不要说自己对季凌根本就没有信任,他在自己这根本就是个信用卡早八百年就被刷爆了的老赖。
自己私下的那点爱好,听点牛头人元素,小马拉爆大车的刘备文,喝个微醺然后挖挖矿,这点堕落的小事。
这种关上门自己偷偷享受的小事。
根本就,哪怕再亲密的爱人,自己都不想让对方知道的。
更何况对方还是跟自己有性命之仇的仇人!
看自己洗澡,无非是臭流氓罢了。
但后者发现了自己的秘密,发现了自己私下的这点小爱好。
他就必须死!
一时间,柳如嫣的杀意从未如此高昂过。
先前什么送过自己叶子啦,什么及时救下过自己拉,这点小账,在自己绝对不能被人知道的秘密尽数被季凌所知这事面前,根本就不叫事了。
什么他妈的欠账。
我杀你灭口以后,多给你烧点纸就他妈当还账了!
柳如嫣心内越想,杀意越是盘桓的浓郁。
她向前微一探身,刚想说些什么。
却觉得……
自己脚掌下,好像踩着什么东西?
两人的姿势,此时其实非常的扭曲。
柜子的大小,再大也是有个限度的。
季凌其人小小一只,藏进去不叫什么难事,但柳如嫣一米八几身材丰腴高挑,她藏进来,像是大象塞进冰箱似的。
腿实在是没地方放,只能往前面戳在那。
她本就嫌恶和季凌接触过近,本能的嫌恶抵触之下,腿和脚几番换地方放,最终换到了一处“平台”。

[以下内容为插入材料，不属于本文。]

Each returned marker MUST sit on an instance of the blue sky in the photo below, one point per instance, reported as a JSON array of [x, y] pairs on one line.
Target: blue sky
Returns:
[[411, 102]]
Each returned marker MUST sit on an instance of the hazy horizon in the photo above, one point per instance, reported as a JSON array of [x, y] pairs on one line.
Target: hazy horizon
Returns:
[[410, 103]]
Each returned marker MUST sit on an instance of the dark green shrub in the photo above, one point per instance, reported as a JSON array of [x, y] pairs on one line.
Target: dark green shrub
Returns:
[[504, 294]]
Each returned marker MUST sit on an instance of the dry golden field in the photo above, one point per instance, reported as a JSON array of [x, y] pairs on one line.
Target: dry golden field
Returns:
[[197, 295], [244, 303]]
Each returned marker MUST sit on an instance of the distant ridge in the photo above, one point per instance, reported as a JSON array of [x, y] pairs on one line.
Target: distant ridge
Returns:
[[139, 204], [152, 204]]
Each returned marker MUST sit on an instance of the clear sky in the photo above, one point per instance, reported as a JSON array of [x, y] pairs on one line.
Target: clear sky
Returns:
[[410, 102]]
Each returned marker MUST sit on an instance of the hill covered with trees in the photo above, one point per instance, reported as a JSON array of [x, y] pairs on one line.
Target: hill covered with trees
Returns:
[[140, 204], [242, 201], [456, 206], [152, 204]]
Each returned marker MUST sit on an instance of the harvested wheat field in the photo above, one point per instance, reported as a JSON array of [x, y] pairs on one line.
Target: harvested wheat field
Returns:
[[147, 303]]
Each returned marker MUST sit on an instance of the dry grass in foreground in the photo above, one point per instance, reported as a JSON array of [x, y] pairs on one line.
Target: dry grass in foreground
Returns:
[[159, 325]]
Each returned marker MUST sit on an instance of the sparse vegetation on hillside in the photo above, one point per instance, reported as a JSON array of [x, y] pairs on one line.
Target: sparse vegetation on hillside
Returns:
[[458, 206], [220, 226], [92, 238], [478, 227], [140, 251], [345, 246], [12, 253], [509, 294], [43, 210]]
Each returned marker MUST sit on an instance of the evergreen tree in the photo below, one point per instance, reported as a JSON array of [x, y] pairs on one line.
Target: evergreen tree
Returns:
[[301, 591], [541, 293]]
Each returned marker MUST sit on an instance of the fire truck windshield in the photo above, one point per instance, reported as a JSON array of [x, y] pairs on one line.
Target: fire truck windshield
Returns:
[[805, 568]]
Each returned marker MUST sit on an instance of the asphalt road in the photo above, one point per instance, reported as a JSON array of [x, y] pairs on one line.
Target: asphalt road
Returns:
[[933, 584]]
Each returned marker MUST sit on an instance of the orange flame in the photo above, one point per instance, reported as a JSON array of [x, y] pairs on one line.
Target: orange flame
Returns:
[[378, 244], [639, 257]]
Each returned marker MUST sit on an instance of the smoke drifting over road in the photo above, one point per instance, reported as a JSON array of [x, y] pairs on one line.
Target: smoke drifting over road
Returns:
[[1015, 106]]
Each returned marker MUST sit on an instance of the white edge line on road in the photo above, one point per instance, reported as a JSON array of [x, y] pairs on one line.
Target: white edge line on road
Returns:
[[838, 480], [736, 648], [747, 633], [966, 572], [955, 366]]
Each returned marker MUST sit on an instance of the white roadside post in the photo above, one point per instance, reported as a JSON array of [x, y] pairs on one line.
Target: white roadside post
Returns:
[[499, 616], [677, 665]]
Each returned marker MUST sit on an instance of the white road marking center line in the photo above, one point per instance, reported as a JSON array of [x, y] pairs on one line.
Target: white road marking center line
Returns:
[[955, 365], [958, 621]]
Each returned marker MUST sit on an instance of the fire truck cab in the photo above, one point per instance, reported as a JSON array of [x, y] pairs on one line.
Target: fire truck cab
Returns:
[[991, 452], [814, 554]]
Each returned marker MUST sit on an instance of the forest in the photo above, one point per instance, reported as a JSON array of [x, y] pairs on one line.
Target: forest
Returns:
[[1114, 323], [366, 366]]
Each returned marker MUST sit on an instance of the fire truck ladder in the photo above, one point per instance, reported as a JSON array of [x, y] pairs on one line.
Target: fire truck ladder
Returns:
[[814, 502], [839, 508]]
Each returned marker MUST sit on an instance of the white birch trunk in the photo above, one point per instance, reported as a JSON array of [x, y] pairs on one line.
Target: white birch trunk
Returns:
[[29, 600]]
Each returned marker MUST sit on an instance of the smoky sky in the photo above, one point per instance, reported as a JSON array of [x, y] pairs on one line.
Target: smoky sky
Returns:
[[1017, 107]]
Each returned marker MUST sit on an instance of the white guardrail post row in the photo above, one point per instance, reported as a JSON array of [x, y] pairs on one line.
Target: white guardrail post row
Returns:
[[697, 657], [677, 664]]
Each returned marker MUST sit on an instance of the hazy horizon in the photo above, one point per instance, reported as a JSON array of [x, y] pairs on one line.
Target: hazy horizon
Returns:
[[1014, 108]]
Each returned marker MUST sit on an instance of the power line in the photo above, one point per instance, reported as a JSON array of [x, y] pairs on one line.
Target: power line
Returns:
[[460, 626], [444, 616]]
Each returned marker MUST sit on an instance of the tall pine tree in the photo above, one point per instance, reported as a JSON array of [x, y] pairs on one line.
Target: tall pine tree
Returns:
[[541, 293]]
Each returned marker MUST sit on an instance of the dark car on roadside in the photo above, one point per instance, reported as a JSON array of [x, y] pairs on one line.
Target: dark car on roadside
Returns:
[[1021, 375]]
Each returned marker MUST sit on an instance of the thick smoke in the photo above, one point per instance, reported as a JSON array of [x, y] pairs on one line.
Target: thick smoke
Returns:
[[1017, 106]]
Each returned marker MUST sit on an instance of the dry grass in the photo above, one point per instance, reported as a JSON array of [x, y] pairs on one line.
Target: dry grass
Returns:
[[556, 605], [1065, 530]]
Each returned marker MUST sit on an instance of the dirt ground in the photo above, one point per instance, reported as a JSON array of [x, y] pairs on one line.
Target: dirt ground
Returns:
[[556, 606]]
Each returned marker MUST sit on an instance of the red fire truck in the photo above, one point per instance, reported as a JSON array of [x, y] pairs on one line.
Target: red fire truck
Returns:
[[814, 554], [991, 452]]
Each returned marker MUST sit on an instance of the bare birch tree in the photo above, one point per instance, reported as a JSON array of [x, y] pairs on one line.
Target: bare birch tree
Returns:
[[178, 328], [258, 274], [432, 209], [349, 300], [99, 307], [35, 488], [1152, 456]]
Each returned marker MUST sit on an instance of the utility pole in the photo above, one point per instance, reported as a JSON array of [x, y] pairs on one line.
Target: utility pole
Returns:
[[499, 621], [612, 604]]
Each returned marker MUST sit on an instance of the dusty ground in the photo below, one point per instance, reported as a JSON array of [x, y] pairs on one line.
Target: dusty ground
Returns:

这里算是有点空间,脚掌踩下去算是暂时找到了个能放稳放久的地方。
至于这个地方是什么地方,柳如嫣一开始没知觉,但现在是明白了。
曾几何时。
柳如嫣还是地球一平平无奇的青年的时候,就经常吐槽。
一些古早武侠作品,经常有男主女主共处黑暗密室,女主不慎抓住了什么东西。
从而傻白甜女主冒傻气似的问男主“你还在身上藏兵器了耶”。
男主闷声过大瘾,搁那装正人君子,回复“戳啦,极霸矛嘛”
自己当时就觉得这种情节很弱智,这种东西怎么能认错呢?
眼下,事实证明。
即便哈亚木还不是雄鹰的时候,也是脚感很明显的,根本不可能认错的。
当柳如嫣醒过味来时。
她当即惊怒的无以复加,一时间只觉得自耻和羞臊的没边,更是觉得脑子嗡嗡的一片空白。
自己怎么就会好死不死的踩在这了呢?
就算是空间很小,自己怎么就……
我……我现在成什么了?
一时间,柳如嫣只觉得身上像是有蛆在爬一样。
半点黑暗中阴差阳错的旖旎都没有。
只有后悔的想抽自己大嘴巴的自耻和震怒。
她明显的感觉自己脸蛋一瞬间变的滚烫的不像话,随之她看向黑暗中表情很诡异的季凌,她眉头紧皱,咬着牙,传音入密道
“季凌。”
“你……”
“你的哈亚木要是敢变成雄鹰,我一定会踩烂你的哈森的!”
“我说到做到!”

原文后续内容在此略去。